US 12,462,810 B2
System and method using machine learned voiceprint sets for efficient determination of voice membership using enhanced score normalization and locality sensitive hashing
Vijay K. Gurbani, Lisle, IL (US); Yu Zhou, Naperville, IL (US); and Bopsi Chandramouli, Palatine, IL (US)
Assigned to VAIL SYSTEMS, INC., Deerfield, IL (US)
Filed by Vail Systems, Inc., Deerfield, IL (US)
Filed on May 25, 2023, as Appl. No. 18/323,576.
Claims priority of provisional application 63/365,344, filed on May 26, 2022.
Prior Publication US 2023/0386476 A1, Nov. 30, 2023
Int. Cl.
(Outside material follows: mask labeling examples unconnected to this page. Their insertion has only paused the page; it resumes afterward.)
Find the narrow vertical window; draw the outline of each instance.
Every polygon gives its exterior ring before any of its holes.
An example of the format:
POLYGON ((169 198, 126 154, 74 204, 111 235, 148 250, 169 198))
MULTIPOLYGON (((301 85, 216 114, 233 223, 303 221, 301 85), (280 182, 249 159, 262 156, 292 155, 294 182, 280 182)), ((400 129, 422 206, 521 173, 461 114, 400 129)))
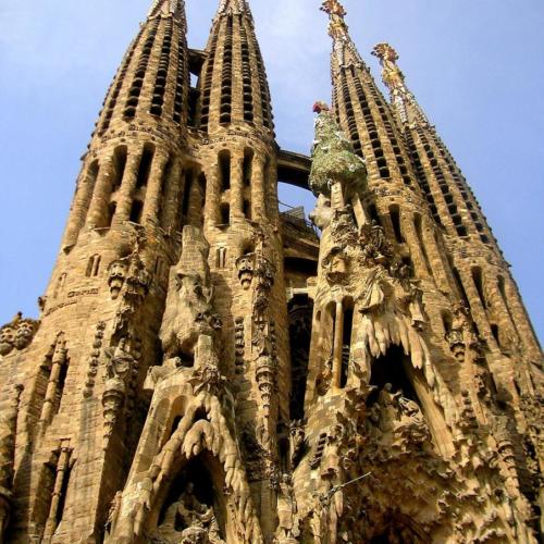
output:
POLYGON ((472 269, 472 280, 474 281, 475 288, 478 290, 478 296, 480 297, 480 301, 482 306, 487 309, 487 300, 485 298, 485 292, 483 288, 483 279, 482 279, 482 269, 475 267, 472 269))
POLYGON ((231 153, 221 151, 219 153, 219 175, 221 178, 221 190, 231 188, 231 153))
POLYGON ((149 181, 149 174, 151 172, 151 163, 153 162, 153 154, 154 154, 154 146, 146 144, 139 163, 136 188, 141 188, 147 185, 147 182, 149 181))
POLYGON ((398 206, 392 206, 390 208, 391 222, 393 223, 393 232, 395 233, 395 239, 398 244, 404 244, 405 237, 403 236, 403 230, 400 227, 400 210, 398 206))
G10L 17/12 (2013.01); G10L 17/02 (2013.01); G10L 25/30 (2013.01)
CPC G10L 17/12 (2013.01) [G10L 17/02 (2013.01); G10L 25/30 (2013.01)] 20 Claims
OG exemplary drawing
 
1. A computer-implemented method for recognizing a user of a communicating device as belonging to a list of known users from an utterance included in a voice signal received from the communicating device, the method comprising:
applying an utterance of a speaker to a machine learning voiceprint extraction model to extract a voiceprint set comprising an i-vector or a speaker embedding based on the utterance;
outputting the voiceprint set by the machine learning voiceprint extraction model;
applying the output voiceprint set to a machine learning model to compute an utterance match score based on the voiceprint set, or to a machine learning hashing model to reduce the voiceprint set to a reduced dimension voiceprint set and apply the reduced dimension voiceprint set to the machine learning model to compute the utterance match score based on the reduced dimension voiceprint set;
outputting the utterance match score by the machine learning model;
applying the output match score to a machine learning score normalization model (NL-NORM) to calibrate the match score;
comparing the calibrated match score to a match score threshold; and,
when the calibrated match score is greater than the match score threshold, identifying the user as belonging to a list of known users.